El sueño era intenso, desconcertante y con una total carencia de sentido. No era participe, solo un simple observador. Como un fantasma buscando respuestas para permitirse descansar.
Se hallaba junto a una mujer que limpiaba los pisos de lo que parecía ser una enorme casa. Nunca había estado en una mansión antes, pero sin duda tendrían un aspecto similar a esa edificación. Una escalera enorme, grandes ventanales e inmensas habitaciones. Desde una cercana al salón principal, escuchaba voces. Hombres discutiendo sobre alguna guerra o batalla que libraban.
—Los ingleses están retrocediendo, señor —dijo un hombre.
—Hemos perdido muchos de los nuestros, y otra tanda están heridos y fuera de combate, pero si nosotros estamos mal ellos están peor —afirmó otro hombre—. Podemos ganar esta guerra, señor —afirmaba—. Están esperando vuestras órdenes, señor Washington.
—Y las daré —respondió, con una voz autoritaria y persuasiva—. Hoy mismo partiré al campo de batalla.
«¿Washington? ¿Cómo George Washington?», pensó dentro del sueño. Si es que eso era posible.
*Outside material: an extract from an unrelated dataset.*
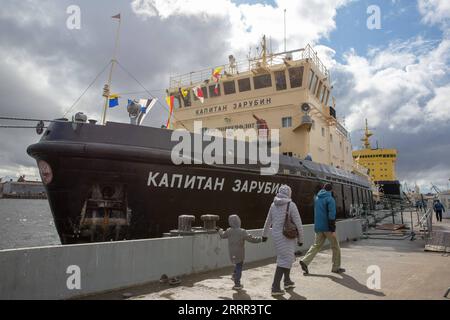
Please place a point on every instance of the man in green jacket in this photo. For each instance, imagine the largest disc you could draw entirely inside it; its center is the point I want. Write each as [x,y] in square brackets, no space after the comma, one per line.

Quiso acercarse, pero no podía moverse de donde estaba... ¿Flotando?
La escena cambió y se trasladó a otro lugar. Un establo.
Miró a su alrededor y se alegró al saber que no todos sus sentidos estaban activos, y así poder evitar el desagradable momento de arrugar la nariz al sentir el hedor a estiércol que seguramente emanaba ese lugar.
Tuvo un sobresalto cuando notó que volvía a estar junto a la misma mujer.
Vestía de manera diferente, pero la ropa que usaba también parecía ser de criada. Un vestido largo de tela, con un delantal en la cintura, un pañuelo marrón en su cabeza y unas zapatillas sucias y estropeadas. Tenía la cara llena de hollín y el resto del cuerpo sucio con tierra, como si hubiera estado limpiando una chimenea.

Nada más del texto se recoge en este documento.